A new estimate predicts the federal budget deficit will hit almost $1.5 trillion this year, a new record.
The latest figures from the CBO are up from previous estimates because Congress and President Barack Obama teamed up in December on bipartisan legislation to extend Bush-era tax cuts that were due to expire. The new estimates will only add fuel to a raging debate over cutting spending and looming legislation that's required to allow the government to borrow more money.
The nonpartisan budget agency predicts the deficit will drop to $1.1 trillion next year.
Legislation passed in December to extend tax cuts, unemployment benefits for the long-term jobless and provide a 2 percent payroll tax cut this year adds almost $400 billion to this year's deficit.

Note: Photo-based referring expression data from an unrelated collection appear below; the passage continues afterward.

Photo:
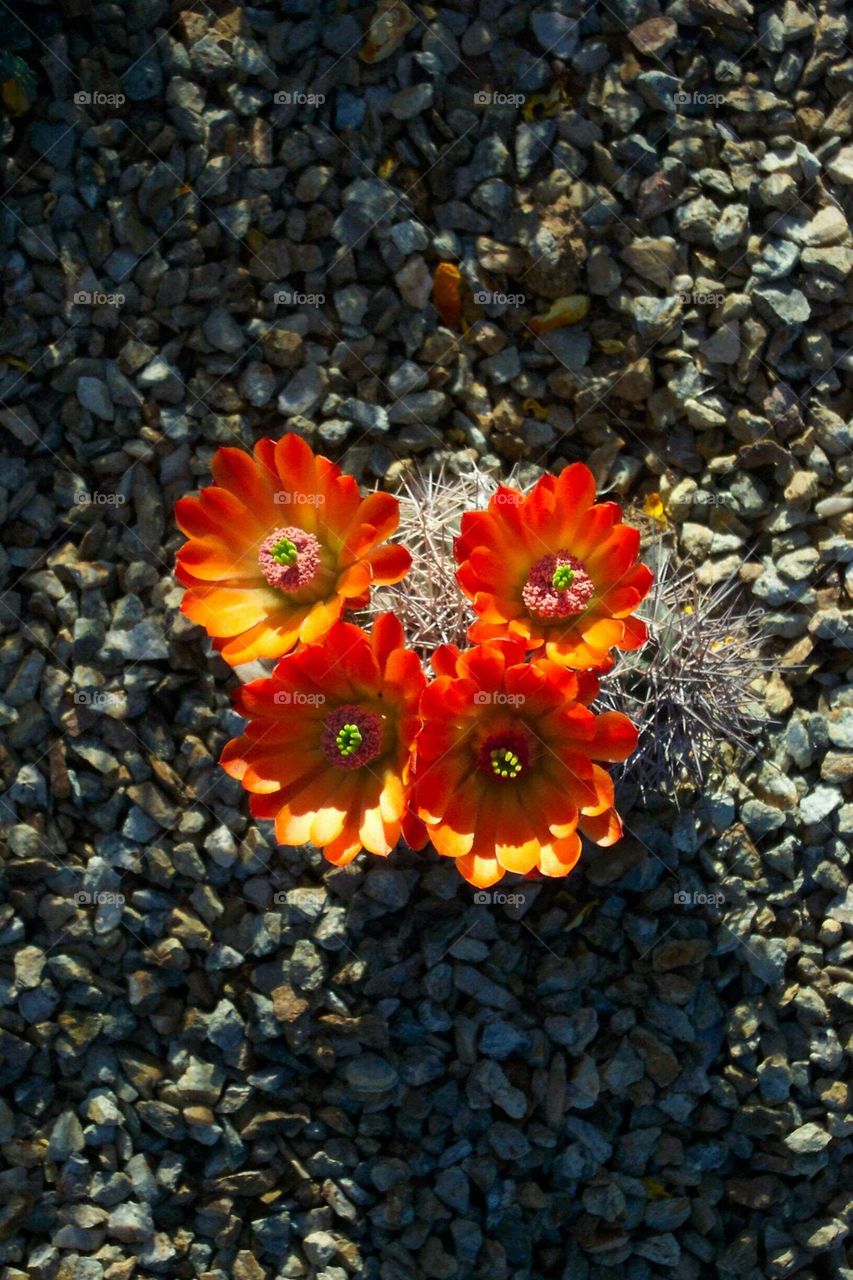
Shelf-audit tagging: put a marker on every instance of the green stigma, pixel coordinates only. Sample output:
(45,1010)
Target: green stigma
(505,763)
(284,552)
(349,740)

In his speech Tuesday night, Mr. Obama proposed a five-year freeze on nondefense spending that he said would reduce the deficit by more than $400 billion over the next decade. Mr. Obama proposed greater investment in infrastructure and technology, and also touted last year's health care reform legislation as a way to combat excessive spending.
In the to the State of the Union, Rep. Paul Ryan said federal spending cuts are the only way to tackle the deficit, and blasted Obama's plans for the federal budget.
"Whether sold as 'stimulus' or repackaged as 'investment,' (Democrats') actions show they want a federal government that controls too much; taxes too much; and spends too much in order to do too much," Ryan said. "And during the last two years, that is exactly what we have gotten - along with record deficits and debt - to the point where the President is now urging Congress to increase the debt limit."